Learning Sentence Structure
The first study reports on experiments by three Stanford PhD students in computer science – Kevin Clark, John Hewitt and Urvashi Khandelwal – who worked with Manning and with Omer Levy, a researcher at Facebook Artificial Intelligence Research.
The researchers began by using a state-of-the-art language processing model developed by Google that’s nicknamed BERT (short for “Bidirectional Encoder Representations from Transformers”). BERT uses a Mad Libs approach to train itself, but researchers had assumed that the model was simply making associations between nearby words. A sentence that mentions “hoops” and “jump shot,” for example, would prompt the model to search for words tied to basketball.
However, the Stanford team found that the system was doing something more profound: It was learning sentence structure in order to identify nouns and verbs as well as subjects, objects and predicates. That in turn improved its ability to untangle the true meaning of sentences that might otherwise be confusing.
“If it can work out the subject or object of a blanked-out verb, that will help it to predict the verb better than simply knowing the words that appear nearby,” Manning says. “If it knows that ‘she’ refers to Lady Gaga, for example, it will have more of an idea of what ‘she’ is likely doing.”
That’s very useful. Take this sentence about promotional literature for mutual funds: “It goes on to plug a few diversified Fidelity funds by name.”
The system recognized that “plug” was a verb, even though that word is usually a noun, and that “funds” was a noun and the object of the verb – even though “funds” might look like a verb. Not only that, the system didn’t get distracted by the string of descriptive words – “a few diversified Fidelity” -- between “plug” and “funds.”
The system also became good at identifying words that referred to each other. In a passage about meetings between Israelis and Palestinians, the system recognized that the “talks” mentioned in one sentence were the same as “negotiations” in the next sentence. Here, too, the system didn’t mistakenly decide that “talks” was a verb.
“In a sense, it’s nothing short of miraculous,” Manning says. “All we’re doing is having these very large neural networks run these Mad Libs tasks, but that’s sufficient to cause them to start learning grammatical structures.”

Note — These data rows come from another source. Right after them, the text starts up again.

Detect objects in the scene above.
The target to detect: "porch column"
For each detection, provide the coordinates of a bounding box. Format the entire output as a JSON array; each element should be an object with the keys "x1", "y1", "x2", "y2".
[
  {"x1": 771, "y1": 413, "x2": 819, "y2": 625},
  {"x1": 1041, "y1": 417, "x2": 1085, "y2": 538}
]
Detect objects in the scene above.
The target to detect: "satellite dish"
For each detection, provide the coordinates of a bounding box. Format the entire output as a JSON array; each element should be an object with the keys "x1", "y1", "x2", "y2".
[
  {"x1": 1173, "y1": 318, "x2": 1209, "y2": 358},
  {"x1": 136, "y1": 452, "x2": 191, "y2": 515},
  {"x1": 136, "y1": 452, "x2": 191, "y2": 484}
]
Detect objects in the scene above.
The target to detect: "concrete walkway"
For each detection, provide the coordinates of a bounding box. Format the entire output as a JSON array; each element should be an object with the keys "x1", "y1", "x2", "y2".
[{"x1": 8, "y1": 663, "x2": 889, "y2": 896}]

Discovering Universal Language Principles
In a separate paper based largely on work by Stanford student Ethan Chi, Manning and his colleagues found evidence that BERT teaches itself universal principles that apply in languages as different as English, French and Chinese. At the same time, the system learned differences: In English, an adjective usually goes in front of the noun it’s modifying, but in French and many other languages it goes after the noun.
The bottom line is that identifying cross-language patterns should make it easier for a system that learns one language to learn more of them – even if they seem to have little in common.
“This common grammatical representation across languages suggests that multilingual models trained on 10 languages should be able to learn an eleventh or a twelfth language much more easily,” Manning says. “Indeed, this is exactly what we are starting to find.”